Все это и многое другое я видел мельком в коротких паузах, переводя дух от нашей жаркой работы. Наш первый шанс представился, когда Наполеон предпринял первую атаку на левый фланг и центр британцев. Восемнадцать тысяч пехотинцев-французов вместе с окаймленным сталью облаком конницы Келлермана пронеслись вниз по склону от главной французской линии и поднялись на следующий гребень, где у французов были установлены семьдесят четыре орудия, готовые начать смертоносную работу. Они быстро прошли между пушками и спустились в долину перед нами. Тогда прогрохотали орудия, и буря картечи и ядер, пролетев над их головами, обрушилась в самую гущу британской линии.

Впереди стояла бригада голландцев и бельгийцев, и едва французские стрелки открыли огонь, как трусы дрогнули и побежали, как овцы. Когда они пробегали через английские ряды, англичане, одновременно смеясь и ругаясь, дали по ним залп, чтобы поторопить их на их позорном пути, а затем повернулись навстречу французам, стоя так хладнокровно и организованно под этой железной бурей, как будто это был всего лишь дождь из градин.

Это были люди Пиктона, всего их было три тысячи, и они выстроились в две тонкие красные линии. Мы были слева от них, а на возвышенности справа стоял генерал Понсонби со своей тяжелой конницей. На гребне невысокого хребта французы остановились и развернулись, восемнадцать тысяч человек против трех.

Это был момент для храбреца, и Пиктон воспользовался им. Я видел, как он взмахнул мечом и крикнул:

— Теперь залп, ребята, и на них!

Не успели они отойти и на тридцать шагов, как три тысячи ружей прогремели как одно. Передняя часть французской колонны съежилась и рухнула, а над их криками боли и ярости раздалось оглушительное британское «ура!», и три тысячи штыков двумя длинными волнами сверкающей стали бросились в атаку на фронт французов.

В момент атаки отважный Пиктон вскинул руки и упал с простреленным мозгом, но стальная линия пронеслась дальше. В течение нескольких безумных мгновений я наблюдал за яростными ударами штыков. Мои пальцы сжимали рукоять меча, каждый нерв и мускул в моем теле покалывал, а дыхание становилось все жарче и быстрее от яростной жажды борьбы и желания присоединиться к мрачной игре, которая велась так близко от меня.

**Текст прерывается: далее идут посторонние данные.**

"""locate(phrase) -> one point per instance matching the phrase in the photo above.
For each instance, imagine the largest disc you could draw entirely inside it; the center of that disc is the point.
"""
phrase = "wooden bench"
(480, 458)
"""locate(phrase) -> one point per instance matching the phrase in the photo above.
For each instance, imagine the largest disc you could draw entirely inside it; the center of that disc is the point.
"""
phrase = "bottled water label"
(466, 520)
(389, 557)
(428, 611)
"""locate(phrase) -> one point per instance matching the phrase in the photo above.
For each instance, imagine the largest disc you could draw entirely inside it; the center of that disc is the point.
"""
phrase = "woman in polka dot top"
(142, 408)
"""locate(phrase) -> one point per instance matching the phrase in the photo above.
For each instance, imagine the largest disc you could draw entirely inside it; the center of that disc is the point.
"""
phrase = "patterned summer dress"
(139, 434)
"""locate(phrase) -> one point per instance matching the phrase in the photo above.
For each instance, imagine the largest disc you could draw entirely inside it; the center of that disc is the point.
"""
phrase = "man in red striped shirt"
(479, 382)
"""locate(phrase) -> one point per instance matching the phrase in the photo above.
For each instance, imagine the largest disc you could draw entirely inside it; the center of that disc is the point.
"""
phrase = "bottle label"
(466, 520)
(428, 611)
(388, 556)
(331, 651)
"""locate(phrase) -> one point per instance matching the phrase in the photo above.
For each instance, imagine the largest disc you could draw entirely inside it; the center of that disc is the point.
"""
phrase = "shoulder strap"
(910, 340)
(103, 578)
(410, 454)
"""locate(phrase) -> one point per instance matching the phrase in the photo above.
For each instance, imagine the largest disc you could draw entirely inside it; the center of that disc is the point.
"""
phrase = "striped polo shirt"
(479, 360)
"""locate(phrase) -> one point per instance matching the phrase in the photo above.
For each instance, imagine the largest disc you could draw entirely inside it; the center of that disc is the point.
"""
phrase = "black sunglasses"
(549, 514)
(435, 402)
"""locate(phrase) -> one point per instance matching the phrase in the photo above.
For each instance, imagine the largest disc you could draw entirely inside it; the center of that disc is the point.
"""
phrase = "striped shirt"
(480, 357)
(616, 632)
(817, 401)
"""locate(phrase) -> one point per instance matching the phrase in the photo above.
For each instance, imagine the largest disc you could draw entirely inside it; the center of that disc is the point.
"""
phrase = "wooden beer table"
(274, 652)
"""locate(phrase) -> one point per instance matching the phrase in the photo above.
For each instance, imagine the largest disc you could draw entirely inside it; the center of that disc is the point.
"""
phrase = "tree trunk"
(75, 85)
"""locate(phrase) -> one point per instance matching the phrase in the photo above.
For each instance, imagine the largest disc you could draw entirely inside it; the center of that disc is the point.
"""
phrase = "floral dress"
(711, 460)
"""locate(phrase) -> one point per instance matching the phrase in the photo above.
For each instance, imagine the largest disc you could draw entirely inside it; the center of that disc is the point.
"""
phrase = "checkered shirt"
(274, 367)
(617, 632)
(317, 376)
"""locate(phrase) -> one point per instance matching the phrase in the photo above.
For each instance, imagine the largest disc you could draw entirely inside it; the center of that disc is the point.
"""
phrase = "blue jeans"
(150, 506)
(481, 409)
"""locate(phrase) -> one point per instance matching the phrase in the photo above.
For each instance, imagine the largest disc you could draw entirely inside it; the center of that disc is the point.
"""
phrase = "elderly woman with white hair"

Наконец французы дрогнули, их линия прогнулась назад, и мы увидели красные мундиры среди синих. Справа и слева от длинной линии раздался сигнал горна. Никогда более сладкая музыка не радовала мои уши. Мой большой клинок выскочил из ножен и взметнулся высоко над головой. Мои проверенные ветераны не нуждались в других приказах, и, сбросив уздечки на шеи лошадей, мы двинулись рысью. Рысь перешла в легкий галоп, затем в бешеный галоп, и с пистолетом в одной руке и саблей в другой мы обрушили поток стали и пламени на раскачивающийся фланг французов.

В то же мгновение конница генерала Понсонби ударила французов в левый фланг. Тем временем храбрые красные мундиры отошли, перестроились и снова ринулись вперед со штыком, и огромная французская колонна повалилась назад, раздавленная с обеих сторон и тяжело раненная в центр. Несколько мгновений она дюйм за дюймом пыталась закрепиться. Вдруг толпа у моих ног расступилась — кого-то растоптали, кого-то отшвырнули в сторону, и я увидел перед собой двух драгунов Келлермана во главе отряда, который пробивался сквозь сражающуюся массу, чтобы добраться до нас.

Я поднял своего старого скакуна на дыбы, и когда я приподнялся в стременах, чтобы облегчить его, он скакнул вперед, и я оказался между драгунами. Пока я был в воздухе, мой меч взлетел вверх. Я опустил его на шею лошади, стоявшей справа от меня, и меч прошел сквозь плоть, кости и сухожилия так чисто, что голова упала и на мгновение повисла на уздечке. Затем лошадь и всадник рухнули и вместе покатились по земле.

Пока мой меч еще двигался вниз, на мое левое плечо пришелся размашистый удар, и, несмотря на всю свою силу, я пошатнулся. Затем удар клинка острием пришелся мне в бок. Но оба раза хорошая кольчуга выдержала, и согнувшиеся клинки не причинили вреда. Я ударил драгуна слева от меня рукояткой пистолета и когда его подбородок взлетел вверх, я воткнул под него острие своего меча так, что он вышел из затылка на добрую пядь длины.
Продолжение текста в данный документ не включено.